It looks to be the same as do_no_page() though: the update_mmu_cache() is
the last substantive thing which happens in the fault or the syscall.
Andrew Morton writes:
> "Lothar Wassmann" <[email protected]> wrote:
> >
> > And maybe because *every* other call to flush_page_to_ram() has been
> > replaced by one of the new interface macros except that one in
> > filemap_nopage() in 'mm/filemap.c'.
> >
>
> flush_page_to_ram() has been deleted from the kernel.
>
Yes, I know.
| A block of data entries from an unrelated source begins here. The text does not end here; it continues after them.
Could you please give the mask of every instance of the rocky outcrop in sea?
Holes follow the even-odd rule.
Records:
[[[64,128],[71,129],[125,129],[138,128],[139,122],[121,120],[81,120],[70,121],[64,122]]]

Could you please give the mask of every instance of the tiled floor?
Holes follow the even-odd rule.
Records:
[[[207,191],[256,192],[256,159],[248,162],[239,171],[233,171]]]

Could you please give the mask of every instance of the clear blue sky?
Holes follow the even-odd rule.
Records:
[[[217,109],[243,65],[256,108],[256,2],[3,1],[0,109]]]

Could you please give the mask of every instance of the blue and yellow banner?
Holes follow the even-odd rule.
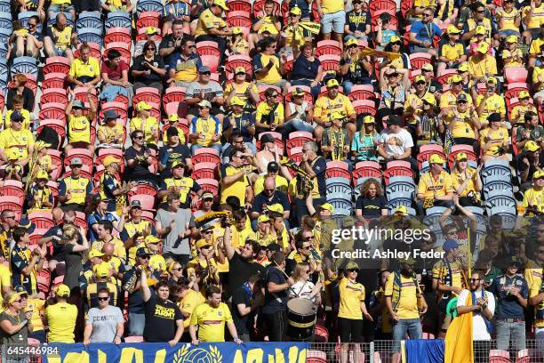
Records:
[[[44,363],[304,363],[306,343],[56,343],[47,345]]]

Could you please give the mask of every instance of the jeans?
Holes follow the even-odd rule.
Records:
[[[400,350],[400,341],[404,340],[404,336],[410,339],[421,339],[423,330],[421,328],[421,320],[419,319],[400,319],[396,324],[393,325],[393,351]]]
[[[146,315],[129,312],[129,335],[143,335],[146,327]]]
[[[513,341],[514,349],[521,351],[525,349],[525,322],[508,323],[497,319],[495,322],[497,328],[497,349],[503,351],[508,350],[510,338]]]
[[[195,145],[191,145],[191,154],[195,155],[195,152],[198,149],[203,149],[203,148],[212,148],[212,149],[215,149],[217,150],[217,152],[220,155],[221,154],[221,149],[223,148],[221,146],[221,144],[212,144],[210,146],[202,146],[202,145],[198,145],[198,144],[195,144]]]

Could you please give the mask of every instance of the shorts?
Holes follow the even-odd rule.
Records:
[[[338,319],[340,343],[363,342],[363,319]]]
[[[330,14],[324,14],[321,19],[321,32],[329,34],[334,31],[336,34],[344,33],[344,26],[346,25],[346,12],[343,10]]]

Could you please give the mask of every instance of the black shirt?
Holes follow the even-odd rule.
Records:
[[[151,297],[145,302],[146,327],[144,339],[146,342],[170,342],[177,330],[177,320],[183,320],[180,307],[167,300],[163,302]]]
[[[238,287],[247,282],[252,276],[256,274],[264,276],[264,267],[261,264],[252,261],[244,261],[237,252],[235,252],[228,262],[228,287],[226,294],[227,299],[228,299]]]

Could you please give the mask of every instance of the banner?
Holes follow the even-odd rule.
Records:
[[[305,363],[307,343],[52,343],[44,363]],[[44,348],[44,347],[43,347]]]

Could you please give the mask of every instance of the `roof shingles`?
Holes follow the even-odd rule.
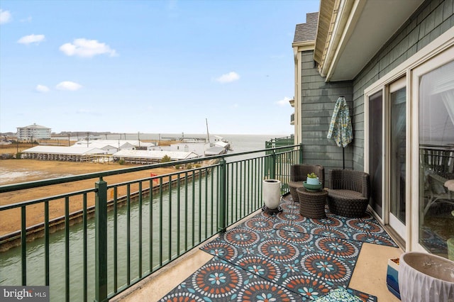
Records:
[[[319,12],[306,14],[306,23],[297,24],[293,43],[315,40],[319,23]]]

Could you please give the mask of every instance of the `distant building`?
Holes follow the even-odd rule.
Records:
[[[50,138],[50,128],[34,123],[17,128],[18,140],[32,140]]]

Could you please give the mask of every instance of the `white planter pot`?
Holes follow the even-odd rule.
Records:
[[[306,183],[307,184],[320,184],[320,181],[319,180],[319,177],[317,178],[308,177],[306,179]]]
[[[263,201],[269,209],[279,207],[281,201],[281,181],[278,179],[265,179],[263,181]]]
[[[404,302],[452,301],[454,262],[433,254],[417,252],[402,254],[399,260],[399,290]]]

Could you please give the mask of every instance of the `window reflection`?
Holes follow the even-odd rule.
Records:
[[[454,179],[454,62],[420,79],[419,154],[419,243],[447,257],[450,238],[454,243],[454,191],[445,186]]]

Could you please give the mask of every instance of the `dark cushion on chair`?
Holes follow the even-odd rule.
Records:
[[[345,217],[362,217],[369,204],[369,174],[360,171],[329,171],[328,206],[333,214]]]

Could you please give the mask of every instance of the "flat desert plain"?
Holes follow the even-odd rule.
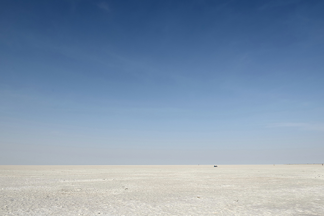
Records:
[[[324,166],[0,166],[1,215],[324,215]]]

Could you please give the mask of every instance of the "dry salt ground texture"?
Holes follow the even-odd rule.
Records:
[[[320,165],[0,166],[1,215],[324,215]]]

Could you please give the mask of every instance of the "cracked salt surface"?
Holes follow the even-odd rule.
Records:
[[[321,164],[0,166],[0,189],[1,215],[324,215]]]

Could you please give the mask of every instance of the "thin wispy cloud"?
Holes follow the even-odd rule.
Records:
[[[270,124],[267,127],[293,127],[305,130],[324,131],[324,124],[311,124],[306,123],[284,122]]]

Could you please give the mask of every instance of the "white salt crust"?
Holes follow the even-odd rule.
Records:
[[[0,166],[0,215],[323,216],[324,166]]]

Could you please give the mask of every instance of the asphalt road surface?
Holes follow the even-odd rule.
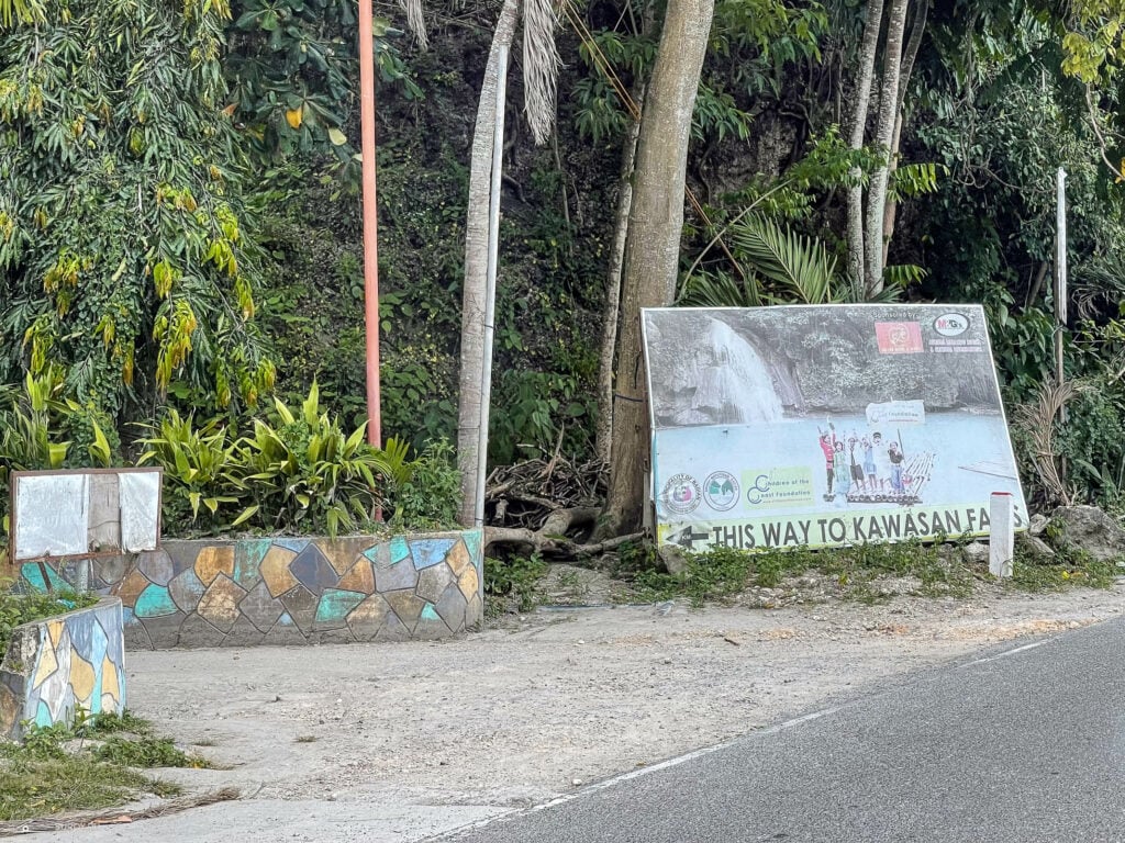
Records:
[[[447,839],[1125,841],[1125,620],[915,676]]]

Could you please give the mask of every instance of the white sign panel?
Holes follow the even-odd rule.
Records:
[[[660,543],[987,535],[1026,505],[979,306],[642,311]]]
[[[162,478],[160,469],[12,472],[15,559],[155,550]]]
[[[16,483],[16,559],[66,556],[87,552],[90,529],[90,475],[40,474]]]
[[[117,478],[122,517],[122,550],[151,551],[160,538],[160,480],[155,471],[137,471]]]

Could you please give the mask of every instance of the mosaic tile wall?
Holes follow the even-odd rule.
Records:
[[[18,626],[0,664],[0,740],[18,740],[20,723],[71,723],[125,710],[122,604],[97,606]]]
[[[93,560],[90,588],[119,597],[129,646],[246,646],[440,638],[484,616],[482,533],[168,541]],[[27,587],[75,581],[76,563],[20,569]]]

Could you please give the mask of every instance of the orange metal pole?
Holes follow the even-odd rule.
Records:
[[[363,157],[363,311],[367,324],[367,439],[382,445],[379,414],[379,216],[375,176],[375,37],[371,0],[359,0],[360,130]]]

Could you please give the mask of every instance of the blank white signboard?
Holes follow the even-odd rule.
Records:
[[[16,484],[16,559],[87,553],[90,475],[21,477]]]
[[[140,553],[156,549],[160,541],[160,472],[118,474],[122,506],[122,550]]]

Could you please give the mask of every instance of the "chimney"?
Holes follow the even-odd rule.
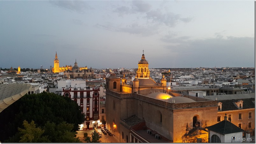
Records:
[[[228,117],[227,116],[227,114],[225,114],[224,116],[224,121],[227,121],[228,120]]]

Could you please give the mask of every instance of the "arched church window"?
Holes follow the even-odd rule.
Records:
[[[193,127],[196,127],[197,125],[198,127],[200,126],[200,122],[198,121],[197,118],[196,116],[193,117]]]
[[[113,109],[114,110],[116,109],[116,102],[114,100],[113,100]]]
[[[117,82],[114,82],[113,83],[113,88],[114,89],[117,88]]]
[[[216,134],[213,134],[211,137],[211,142],[220,143],[221,141],[219,136]]]

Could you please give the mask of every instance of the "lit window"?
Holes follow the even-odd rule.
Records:
[[[252,112],[250,112],[248,113],[248,119],[252,118]]]
[[[218,122],[220,121],[221,121],[221,115],[218,115],[218,117],[217,118],[217,121]]]
[[[242,128],[242,123],[238,123],[238,127]]]
[[[232,121],[232,114],[228,114],[228,121]]]
[[[242,120],[242,113],[239,113],[238,114],[238,120]]]
[[[252,122],[250,121],[248,122],[248,128],[252,128]]]
[[[117,88],[117,82],[114,82],[113,83],[113,88],[115,89]]]

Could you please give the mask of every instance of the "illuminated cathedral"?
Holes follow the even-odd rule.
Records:
[[[57,52],[55,54],[55,59],[54,59],[54,66],[52,70],[53,73],[59,73],[61,72],[64,72],[69,70],[72,71],[74,71],[77,69],[80,70],[82,70],[83,69],[87,69],[87,67],[82,67],[79,68],[77,65],[77,63],[76,62],[76,60],[75,60],[75,66],[72,67],[72,66],[66,65],[66,67],[60,67],[60,63],[59,59],[58,59],[58,56],[57,55]]]
[[[217,122],[217,101],[169,95],[164,76],[158,83],[150,74],[143,51],[132,82],[114,73],[106,78],[106,127],[113,138],[120,143],[208,142],[207,123]]]

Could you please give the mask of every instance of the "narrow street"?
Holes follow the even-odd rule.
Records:
[[[97,130],[100,133],[101,132],[100,128],[97,128]],[[77,137],[80,137],[79,139],[80,141],[82,142],[86,143],[85,141],[83,140],[83,134],[85,133],[87,133],[88,134],[88,135],[91,138],[92,137],[92,132],[93,132],[94,130],[80,130],[79,131],[77,131],[77,134],[76,135]],[[100,138],[100,141],[101,142],[100,142],[102,143],[118,143],[119,142],[117,141],[114,138],[114,136],[109,136],[105,135],[104,134],[102,135],[102,137]],[[91,140],[92,138],[91,138]]]

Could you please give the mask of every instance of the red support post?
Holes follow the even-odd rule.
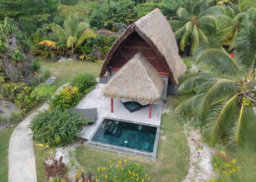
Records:
[[[148,118],[151,118],[151,111],[152,110],[152,104],[150,104],[149,105],[149,116]]]
[[[113,99],[111,98],[111,113],[113,113],[114,112],[113,109]]]

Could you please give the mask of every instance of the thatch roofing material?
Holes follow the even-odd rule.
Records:
[[[175,82],[178,83],[178,79],[187,71],[187,67],[178,55],[178,46],[172,28],[165,17],[157,8],[129,26],[114,43],[108,54],[113,54],[114,52],[116,44],[121,43],[123,40],[123,37],[126,37],[129,32],[131,31],[131,27],[133,26],[135,26],[136,31],[138,30],[156,47],[158,52],[165,59]],[[101,76],[104,75],[107,69],[108,63],[111,56],[106,56],[101,73]]]
[[[102,90],[106,97],[150,103],[162,96],[162,76],[140,53],[137,53],[112,77]]]

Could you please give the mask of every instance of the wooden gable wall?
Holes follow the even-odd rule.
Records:
[[[150,46],[138,33],[134,32],[125,40],[113,54],[109,66],[119,69],[138,52],[145,56],[155,69],[164,75],[167,74],[162,60]],[[163,75],[162,74],[162,75]],[[165,74],[166,75],[166,74]]]

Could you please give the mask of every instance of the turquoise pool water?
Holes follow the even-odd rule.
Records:
[[[153,152],[157,128],[105,119],[92,141]]]

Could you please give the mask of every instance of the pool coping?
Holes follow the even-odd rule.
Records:
[[[120,121],[124,122],[127,122],[133,123],[138,124],[142,125],[147,126],[153,126],[157,127],[157,132],[155,134],[155,143],[154,143],[154,149],[153,152],[149,152],[144,150],[141,150],[138,149],[132,149],[132,148],[122,147],[121,146],[113,145],[109,143],[103,143],[99,142],[96,142],[92,141],[93,138],[95,135],[96,132],[98,131],[101,125],[105,119],[112,119],[114,120],[118,120]],[[122,119],[121,119],[109,117],[104,116],[102,118],[101,122],[99,123],[97,127],[95,128],[93,133],[91,135],[88,141],[88,145],[90,147],[101,149],[126,154],[129,154],[132,155],[141,156],[142,157],[148,158],[149,159],[154,159],[157,156],[157,147],[158,144],[158,140],[160,135],[160,126],[154,124],[151,124],[147,123],[144,123],[140,122],[130,121]]]

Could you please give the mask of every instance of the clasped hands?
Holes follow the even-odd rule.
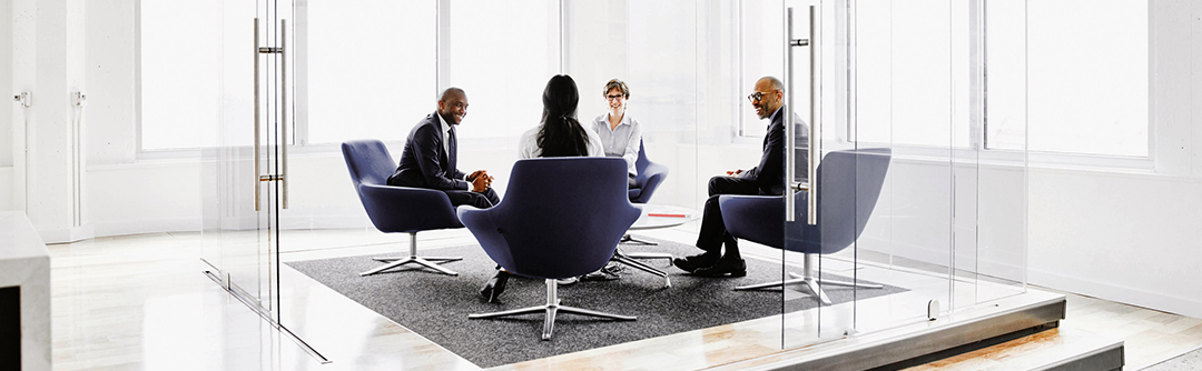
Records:
[[[468,174],[468,181],[471,181],[472,192],[483,192],[493,186],[493,176],[488,175],[486,170],[475,170]]]

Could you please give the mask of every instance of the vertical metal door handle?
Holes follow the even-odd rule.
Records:
[[[820,68],[819,55],[819,38],[822,37],[820,34],[822,28],[819,26],[820,14],[817,13],[817,7],[810,5],[810,168],[809,179],[810,189],[807,190],[809,195],[808,205],[808,219],[807,223],[810,226],[817,226],[819,223],[819,162],[822,161],[822,114],[821,114],[821,95],[822,95],[822,73]]]
[[[821,84],[819,83],[820,62],[817,58],[817,7],[810,6],[810,37],[809,38],[793,38],[793,8],[790,7],[785,12],[785,86],[786,104],[785,104],[785,221],[792,222],[796,220],[797,214],[797,202],[795,199],[796,191],[798,189],[805,189],[807,197],[807,223],[814,226],[817,225],[817,163],[820,161],[819,151],[819,119],[820,114],[820,94]],[[793,120],[793,47],[809,47],[810,48],[810,133],[809,133],[809,180],[808,184],[793,184],[793,179],[797,178],[797,128],[795,127],[796,120]]]
[[[255,211],[258,211],[258,18],[255,18]]]
[[[797,178],[797,158],[795,151],[797,143],[795,137],[797,130],[793,128],[793,8],[785,12],[785,221],[792,222],[796,217],[796,201],[793,201],[793,179]]]
[[[282,152],[280,164],[280,186],[284,187],[284,209],[288,208],[288,60],[287,60],[287,25],[286,19],[280,19],[280,151]]]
But did you even read, what I have written?
The macro has still been there in 2.5.30, but was already defined as a
NOP. In every source file where it had been used (except filemap.c), it
was already accompanied by a call to one of 'flush_dcache_page',
'flush_icache_page', 'copy_user_page' or 'clear_user_page' which
obviously took over the function that flush_page_to_ram previously
had. Somewhere around 2.5.46 the obsolete macro was removed and the
piece of code in filemap.c is the only location where it has not been
replaced by one of the new macros. This looks very suspicious to me.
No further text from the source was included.